Carolina Costa Ferreira é advogada, doutora em direito pela Universidade de Brasília.
Como você começa o seu dia? Você tem uma rotina matinal?
Começo o meu dia relativamente tarde, entre 8h30 e 9h. Minha rotina matinal é dividida entre trabalhos domésticos – cuidados com o meu filho e com a casa – ou com aulas na universidade, duas vezes por semana.
Em que hora do dia você sente que trabalha melhor? Você tem algum ritual de preparação para a escrita?
Desde a graduação, percebi que gosto mais de trabalhar nos períodos do final da tarde, noite e madrugada. Tanto o é que tento concentrar todas as minhas atividades acadêmicas mais importantes para estes períodos. Não é raro que eu mande e-mails ou mensagens para orientandas e parceiras de pesquisa “fora do horário comercial”, mas, obviamente, não espero respostas imediatas em horários não muito convencionais.

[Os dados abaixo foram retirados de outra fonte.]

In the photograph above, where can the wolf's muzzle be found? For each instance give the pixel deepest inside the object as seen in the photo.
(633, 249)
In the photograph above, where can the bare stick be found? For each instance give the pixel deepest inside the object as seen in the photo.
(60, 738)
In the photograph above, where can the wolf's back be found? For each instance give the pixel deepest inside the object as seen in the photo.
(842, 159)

Para cada fase acadêmica eu defini alguns “rituais”: à época da escrita da dissertação, costumava começar os estudos (leituras de textos ou dados, especialmente) às 19 horas, ainda no escritório de advocacia em que trabalhava; fechava a porta da minha sala como se tivesse encerrado o expediente, e lá ficava até às 22 ou 23 horas. Voltava para casa, comia algo leve, tomava um café passado na hora e iniciava a escrita da dissertação. Para mim, foi muito produtivo separar os momentos de leitura teórica e de análise empírica; dar um intervalo entre os dois momentos rendia bons insights à escrita.

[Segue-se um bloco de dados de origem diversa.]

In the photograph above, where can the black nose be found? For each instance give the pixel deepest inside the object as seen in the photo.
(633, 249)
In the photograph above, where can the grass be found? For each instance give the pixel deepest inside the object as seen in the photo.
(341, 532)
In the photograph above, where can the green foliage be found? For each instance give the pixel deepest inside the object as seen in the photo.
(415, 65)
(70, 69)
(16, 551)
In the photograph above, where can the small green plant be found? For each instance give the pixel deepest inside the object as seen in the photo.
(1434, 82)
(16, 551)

Na tese, meus intervalos foram diferentes: não estava mais advogando, e me dediquei apenas à docência no ensino superior e ao doutorado nestes quatro anos. Assim, conseguia ter alguns períodos curtos da tarde ou da noite – especialmente antes ou depois das aulas -, em que conseguia ler um artigo ou um capítulo de livro. As leituras mais densas eram reservadas para as madrugadas, pois não seria interrompida. Essa rotina mudou no final do meu primeiro ano de doutorado, quando fiquei grávida do Pedro: meu sono ficou mais intenso durante as noites e madrugadas, razão pela qual tive que mudar meus horários de estudo para a tarde. Concentrei minha análise teórica da tese para este momento, o que levei para a qualificação, que realizei com 36 semanas de gestação. Depois do nascimento do Pedro, retomei a escrita da tese quando ele completou 8 meses. Já acostumada à privação de sono típica do primeiro ano de maternagem, adaptei-a às necessidades da tese: chegava em casa depois das aulas da universidade às 23h, amamentava o Pedro, comia alguma coisa e me dedicava à tese, até às 2h, horário em que ele acordava novamente para mamar. Depois disso, conseguia dormir até às 8h.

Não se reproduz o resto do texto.